When a lawyer is considering an in-house role, he should make it one of his primary objectives to gauge the potential employer's ethical culture. Traditionally, in job interviews it is the person doing the hiring who asks the tough questions.

This is especially so during difficult economic conditions. Still, given the scrutiny in-house counsel face in the post-Enron era, assessing the ethical culture of the organization is a must.

This begins during the job interview process. Give a hypothetical scenario centered on an ethical problem, and ask the interviewer how he would expect the in-house lawyer and the other corporate constituents to respond. The answer should provide a glimpse of the ethical culture of the organization, as well as how management would react if the situation actually happened.
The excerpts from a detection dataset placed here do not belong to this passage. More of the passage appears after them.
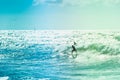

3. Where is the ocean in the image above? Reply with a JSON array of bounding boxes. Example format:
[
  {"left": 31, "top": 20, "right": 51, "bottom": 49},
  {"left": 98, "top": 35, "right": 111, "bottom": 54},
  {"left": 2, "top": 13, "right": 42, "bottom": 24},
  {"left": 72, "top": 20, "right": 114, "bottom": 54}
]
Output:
[{"left": 0, "top": 30, "right": 120, "bottom": 80}]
Other readers have asked about proactive steps the in-house team may take to assure that a durable ethical culture flourishes within an organization. I suggest that in-house lawyers conduct a regular review of the compliance infrastructure, including the company's corporate code of conduct, policies and hotline reporting processes. These represent the foundation of an effective ethics program but are often neglected and thus ineffective.
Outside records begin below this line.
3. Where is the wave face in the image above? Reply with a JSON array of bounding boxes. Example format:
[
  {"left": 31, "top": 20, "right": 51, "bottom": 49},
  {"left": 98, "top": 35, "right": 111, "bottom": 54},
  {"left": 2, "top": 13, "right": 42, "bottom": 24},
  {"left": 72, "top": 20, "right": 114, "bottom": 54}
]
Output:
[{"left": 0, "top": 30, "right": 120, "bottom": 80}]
Place yourself in the employee's shoes. Is your code of conduct written for employees' understanding? Are your company's policies updated? Can employees find the policies absent MacGyver-like resourcefulness? If you want a company's constituents–from the CEO to frontline staff–to conform to company standards, it is up to the legal and compliance department to proactively elucidate the “rules of the road.”
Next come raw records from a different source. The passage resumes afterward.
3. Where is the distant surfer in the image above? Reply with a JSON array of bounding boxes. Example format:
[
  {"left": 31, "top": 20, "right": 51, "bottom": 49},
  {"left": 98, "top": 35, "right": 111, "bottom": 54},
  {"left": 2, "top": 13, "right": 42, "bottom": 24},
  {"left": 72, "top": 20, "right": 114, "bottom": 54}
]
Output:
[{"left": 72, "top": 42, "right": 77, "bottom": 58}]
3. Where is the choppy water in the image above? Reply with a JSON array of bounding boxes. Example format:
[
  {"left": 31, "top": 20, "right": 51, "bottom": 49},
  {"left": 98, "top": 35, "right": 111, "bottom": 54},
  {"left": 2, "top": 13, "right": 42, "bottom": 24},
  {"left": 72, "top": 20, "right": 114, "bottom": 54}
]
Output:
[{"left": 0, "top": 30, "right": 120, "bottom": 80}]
Codes of Conduct. Most corporate conduct codes read like the Federal Register and are easily understandable only to lawyers.

To ensure that employees understand the code, expose it to a focus group of a cross-section of employees, and make sure it includes people outside the U.S. You may also ask a third party to review your code. I recently asked an organization called the Red Flag Group (www.redflaggroup.com) to overhaul KLA-Tencor's code. The result was a technically sound yet still highly readable document that includes a useful question-and-answer section, as well as quotes summarizing key concepts and ideas. Let's face it: When it comes to reading these codes, employees have the attention span of a ferret. You need to employ the time-tested precept of knowing your audience when you deploy a code of conduct, particularly if you want employees to actually read it.

Corporate Policies. The problems with corporate policies are that they proliferate across corporate intranets and often are not easily located. Moreover, policies tend to be posted to some Web site and forgotten. Again with the help of the Red Flag Group, my company is attempting to tame the hydra-headed policy beast by creating a policy portal–a one-stop, organized and updated source for the company's policies. If the objective is for company personnel to know and abide by company standards, then ensuring the policies are updated, understandable and readily accessible makes sense.

The corporate and legal “rules of the road” need to be clear and available to all corporate constituents. Only with this solid foundation in place can a durable culture of ethics and compliance take hold and flourish. That is the type of organization with which you should entrust your career.